For us here at Rare Breed Goats in the far north of Scotland, glorious weather is something we are just not accustomed to, and our pets are finding it just a little bit too hot as well!
However there are certain things we can do to make a hot summer as easy as possible for our beloved pets to cope with.
1). Dog walking
Unlike the rest of the year, taking your dogs for a walk in the mid-afternoon is best to avoid as this is when it is at its hottest. Walks in the early morning or evening are best, try and plan your route near to water, the beach, rivers or a good sized pond for them to splash about in. Try to avoid pavements and tarmac, as this can have gruesome and painful consequences. To see if the street temperature is safe enough for a walk with your dog. Put the back of your hand on the pavement, and if you can't keep it there for five seconds, it's too hot for your dogs feet. Overall ensure you take lots of water with you on walks, watch for the signs of your dog overheating and never, ever, ever leave a dog in the car — even on days that do not seem that warm.
2). Provide Some Shade
Of course, it’s not just dogs that need to be protected from the warm weather; rabbits, guinea pigs and other small furries do too! It’s essential that animals that live outdoors have a shaded area, and you could consider bringing them indoors or creating a space for them in the garage. All our goats along with our sheep have plenty of places they can take shelter from the heat.
3). Sun Cream
Some animals with this light coats can be prone to sunburn and, whilst making sure they’re in the shade whilst the sun is at its strongest, it’s also possible to buy hypoallergenic sun cream which can be applied to sensitive areas such as ears and noses.
4). Damp Towel
By gently stroking your cat with a damp towel (that isn’t too cold) you can keep them cool. This technique works so effectively because it mimics what cats do to keep themselves cool.

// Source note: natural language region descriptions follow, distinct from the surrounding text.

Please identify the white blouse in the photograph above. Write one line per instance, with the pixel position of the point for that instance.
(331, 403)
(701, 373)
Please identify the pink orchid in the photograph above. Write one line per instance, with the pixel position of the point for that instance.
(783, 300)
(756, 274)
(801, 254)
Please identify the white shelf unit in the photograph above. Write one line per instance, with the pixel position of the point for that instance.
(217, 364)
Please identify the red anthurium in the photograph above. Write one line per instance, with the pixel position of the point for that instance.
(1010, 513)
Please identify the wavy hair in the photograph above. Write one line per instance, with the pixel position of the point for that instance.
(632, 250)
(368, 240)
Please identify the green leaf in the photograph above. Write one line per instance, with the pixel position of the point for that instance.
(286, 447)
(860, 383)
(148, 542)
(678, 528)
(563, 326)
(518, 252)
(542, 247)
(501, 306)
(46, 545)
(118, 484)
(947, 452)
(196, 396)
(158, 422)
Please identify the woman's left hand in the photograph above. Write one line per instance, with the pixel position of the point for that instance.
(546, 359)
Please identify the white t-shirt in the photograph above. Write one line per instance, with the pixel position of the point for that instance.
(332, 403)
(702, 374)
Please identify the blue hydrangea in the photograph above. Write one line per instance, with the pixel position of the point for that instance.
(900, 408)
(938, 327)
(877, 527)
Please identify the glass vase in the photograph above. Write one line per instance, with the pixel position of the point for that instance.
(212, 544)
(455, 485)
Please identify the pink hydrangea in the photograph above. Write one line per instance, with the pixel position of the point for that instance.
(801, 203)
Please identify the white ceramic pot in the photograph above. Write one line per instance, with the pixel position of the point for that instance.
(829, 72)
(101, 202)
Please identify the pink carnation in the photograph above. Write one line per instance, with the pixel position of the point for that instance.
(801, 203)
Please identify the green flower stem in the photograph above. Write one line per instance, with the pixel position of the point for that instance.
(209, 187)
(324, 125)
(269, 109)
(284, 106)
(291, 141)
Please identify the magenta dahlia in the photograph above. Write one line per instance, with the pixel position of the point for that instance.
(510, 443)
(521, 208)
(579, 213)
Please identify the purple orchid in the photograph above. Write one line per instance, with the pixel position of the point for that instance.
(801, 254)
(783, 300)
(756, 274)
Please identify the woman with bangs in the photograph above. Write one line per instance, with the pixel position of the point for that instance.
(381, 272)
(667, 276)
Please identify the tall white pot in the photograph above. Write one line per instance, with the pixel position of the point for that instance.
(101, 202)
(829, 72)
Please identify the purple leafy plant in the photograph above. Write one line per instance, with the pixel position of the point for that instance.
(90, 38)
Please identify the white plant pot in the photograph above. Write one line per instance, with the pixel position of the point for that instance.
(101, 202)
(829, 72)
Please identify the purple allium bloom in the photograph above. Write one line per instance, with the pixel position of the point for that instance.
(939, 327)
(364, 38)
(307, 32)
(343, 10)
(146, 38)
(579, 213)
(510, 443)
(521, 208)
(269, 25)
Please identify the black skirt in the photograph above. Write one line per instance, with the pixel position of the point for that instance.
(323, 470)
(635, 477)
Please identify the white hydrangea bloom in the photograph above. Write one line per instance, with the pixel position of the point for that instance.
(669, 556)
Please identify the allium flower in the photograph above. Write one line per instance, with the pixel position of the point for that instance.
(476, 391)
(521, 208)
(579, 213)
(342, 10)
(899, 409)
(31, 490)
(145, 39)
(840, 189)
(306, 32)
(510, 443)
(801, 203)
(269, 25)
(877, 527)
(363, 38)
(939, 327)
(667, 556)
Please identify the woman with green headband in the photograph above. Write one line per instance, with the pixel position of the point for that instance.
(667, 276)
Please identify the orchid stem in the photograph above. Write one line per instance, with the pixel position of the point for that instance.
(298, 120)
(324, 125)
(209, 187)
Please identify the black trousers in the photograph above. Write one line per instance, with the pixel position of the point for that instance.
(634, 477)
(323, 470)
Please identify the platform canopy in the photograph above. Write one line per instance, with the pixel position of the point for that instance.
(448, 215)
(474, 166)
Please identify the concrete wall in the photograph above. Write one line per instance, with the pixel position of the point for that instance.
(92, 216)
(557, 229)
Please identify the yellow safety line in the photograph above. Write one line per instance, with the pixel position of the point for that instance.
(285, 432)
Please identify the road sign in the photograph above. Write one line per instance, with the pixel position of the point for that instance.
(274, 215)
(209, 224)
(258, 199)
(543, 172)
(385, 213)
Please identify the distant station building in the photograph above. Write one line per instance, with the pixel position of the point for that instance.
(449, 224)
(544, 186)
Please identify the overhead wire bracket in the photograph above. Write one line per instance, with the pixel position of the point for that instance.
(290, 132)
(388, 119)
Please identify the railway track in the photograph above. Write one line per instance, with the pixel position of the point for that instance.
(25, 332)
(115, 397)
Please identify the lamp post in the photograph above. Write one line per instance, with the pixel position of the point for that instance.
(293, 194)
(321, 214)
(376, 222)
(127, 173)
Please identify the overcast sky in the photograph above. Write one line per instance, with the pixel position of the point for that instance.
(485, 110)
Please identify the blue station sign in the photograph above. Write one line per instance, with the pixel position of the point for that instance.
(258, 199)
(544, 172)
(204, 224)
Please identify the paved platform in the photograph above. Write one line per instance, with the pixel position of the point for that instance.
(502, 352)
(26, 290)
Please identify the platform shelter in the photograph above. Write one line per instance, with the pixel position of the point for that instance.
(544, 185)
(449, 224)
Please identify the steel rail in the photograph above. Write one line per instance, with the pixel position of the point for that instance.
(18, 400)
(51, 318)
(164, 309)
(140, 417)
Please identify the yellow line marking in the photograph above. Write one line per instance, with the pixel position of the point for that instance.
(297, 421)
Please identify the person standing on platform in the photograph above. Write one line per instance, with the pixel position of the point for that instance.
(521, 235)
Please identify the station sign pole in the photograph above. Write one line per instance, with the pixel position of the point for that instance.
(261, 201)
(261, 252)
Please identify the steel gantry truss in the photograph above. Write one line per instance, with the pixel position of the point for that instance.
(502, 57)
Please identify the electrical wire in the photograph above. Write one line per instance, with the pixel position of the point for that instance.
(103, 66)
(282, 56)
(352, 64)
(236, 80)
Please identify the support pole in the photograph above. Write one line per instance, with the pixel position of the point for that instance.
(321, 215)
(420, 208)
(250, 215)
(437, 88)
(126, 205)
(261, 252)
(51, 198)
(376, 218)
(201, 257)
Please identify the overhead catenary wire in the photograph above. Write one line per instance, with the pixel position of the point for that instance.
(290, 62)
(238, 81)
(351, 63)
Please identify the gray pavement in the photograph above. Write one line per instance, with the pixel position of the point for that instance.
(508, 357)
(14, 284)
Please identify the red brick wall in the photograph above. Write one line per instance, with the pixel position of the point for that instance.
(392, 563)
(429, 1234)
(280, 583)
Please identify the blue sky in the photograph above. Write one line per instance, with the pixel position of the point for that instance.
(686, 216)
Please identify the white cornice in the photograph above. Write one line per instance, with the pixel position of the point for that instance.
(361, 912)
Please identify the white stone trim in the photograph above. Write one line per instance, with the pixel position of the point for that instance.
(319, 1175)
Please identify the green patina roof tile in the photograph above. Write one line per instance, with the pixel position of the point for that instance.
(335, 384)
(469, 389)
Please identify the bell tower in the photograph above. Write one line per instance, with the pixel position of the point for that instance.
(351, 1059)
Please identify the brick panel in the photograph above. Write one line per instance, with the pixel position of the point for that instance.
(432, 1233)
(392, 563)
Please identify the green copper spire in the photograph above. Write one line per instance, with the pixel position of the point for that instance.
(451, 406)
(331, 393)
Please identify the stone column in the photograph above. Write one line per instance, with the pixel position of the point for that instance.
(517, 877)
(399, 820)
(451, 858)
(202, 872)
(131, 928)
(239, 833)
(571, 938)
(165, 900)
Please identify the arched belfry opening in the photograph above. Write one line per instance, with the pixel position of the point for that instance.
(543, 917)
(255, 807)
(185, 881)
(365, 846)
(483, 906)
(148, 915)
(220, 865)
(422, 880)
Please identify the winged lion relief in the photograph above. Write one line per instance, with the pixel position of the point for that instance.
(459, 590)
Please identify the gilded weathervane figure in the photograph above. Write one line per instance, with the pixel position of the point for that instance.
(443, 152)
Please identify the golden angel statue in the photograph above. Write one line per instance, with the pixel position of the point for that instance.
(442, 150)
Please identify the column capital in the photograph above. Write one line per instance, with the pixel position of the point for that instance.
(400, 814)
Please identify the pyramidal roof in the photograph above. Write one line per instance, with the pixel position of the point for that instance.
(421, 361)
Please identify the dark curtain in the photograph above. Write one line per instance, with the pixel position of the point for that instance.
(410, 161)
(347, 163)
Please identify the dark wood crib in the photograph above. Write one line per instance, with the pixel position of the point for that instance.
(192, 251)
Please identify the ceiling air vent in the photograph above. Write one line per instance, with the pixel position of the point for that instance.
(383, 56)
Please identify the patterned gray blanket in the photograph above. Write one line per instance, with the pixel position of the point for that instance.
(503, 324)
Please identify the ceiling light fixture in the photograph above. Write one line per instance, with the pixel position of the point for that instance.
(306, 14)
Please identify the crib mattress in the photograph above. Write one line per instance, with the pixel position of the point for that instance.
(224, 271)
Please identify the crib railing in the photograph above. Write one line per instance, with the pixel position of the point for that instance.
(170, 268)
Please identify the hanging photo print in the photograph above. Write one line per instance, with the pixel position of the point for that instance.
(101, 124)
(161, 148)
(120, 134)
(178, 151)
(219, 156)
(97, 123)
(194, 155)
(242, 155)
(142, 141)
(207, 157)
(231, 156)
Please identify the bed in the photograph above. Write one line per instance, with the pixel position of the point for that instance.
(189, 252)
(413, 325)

Whilst animals naturally malt in the summer, taking them for a trim will make a world of difference in keeping them cool – especially if they have a particularly thick coat.
It’s not just us humans that suffer from allergies during the summer months - dogs can also develop allergies to pollen which makes them incredibly itchy, especially on their ears, armpits and sides. They may also get red, itchy eyes. Antihistamines and steroids are available from the vets, and vacuuming and washing dog beds regularly can help to remove allergens.